Qatar: Development connectivity - Ooredoo Qatar is to provide infrastructure and a range of facilities for a new blue-collar accommodation complex being constructed by Qatar-based real estate developer Barwa Group. The development, with a built-up area of 735,039 m2, will include 3,170 units as well as retail shops and mosques. The first phase will be available for rent starting 1 June and is expected to accommodate around 33,500 labourers. The infrastructure will include the first fibre network in such an accommodation complex in Qatar, an Ooredoo retail shop, Ooredoo network connectivity, an Ooredoo self-service machine and several other day-to-day services.

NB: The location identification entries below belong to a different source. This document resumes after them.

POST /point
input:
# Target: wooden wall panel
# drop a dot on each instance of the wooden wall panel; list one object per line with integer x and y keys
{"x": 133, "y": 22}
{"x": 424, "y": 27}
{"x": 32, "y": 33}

Saudi Arabia: Internet speed increase - In 1Q 2019 mobile network operators provided an average download speed of 32.2 Mbps, an increase of 12.2 percent quarter-on-quarter Argaam reported citing the Communications and Information Technology Commission's (CITC) Meqyas quarterly report. STC delivered the highest average performance at 38 Mbps, an 8 percent q-o-q increase. Zain Saudi improved its speed by 19 percent to an average of 29.4 Mbps and Mobily by 18 percent to 30.7 Mbps. Mobily's 4G services recorded the highest Full HD quality at 71 percent for YouTube streaming via mobile Internet, followed by STC with 68 percent and Zain with 52 percent.

Turkey: European expansion - Wirecard, a German-based global provider of digital payments and commerce solutions, will facilitate BluTV expansion in Europe. The Turkish streaming subscription service currently has over four million subscribers. BluTV offers Turkish content on a worldwide scale. As part of the internationalization of the streaming service, the company is providing BluTV with digital payment solutions across Europe. Alptug Copuroglu, Head of International at BluTV, noted: "As the first Turkish digital platform to go truly global, it is essential that we have an experienced partner by our side. Wirecard's long-standing experience in digital payments is instrumental in enabling us to grow our streaming subscription services beyond Turkey. We look forward to continue bringing our broad content offering to millions of viewers around the world."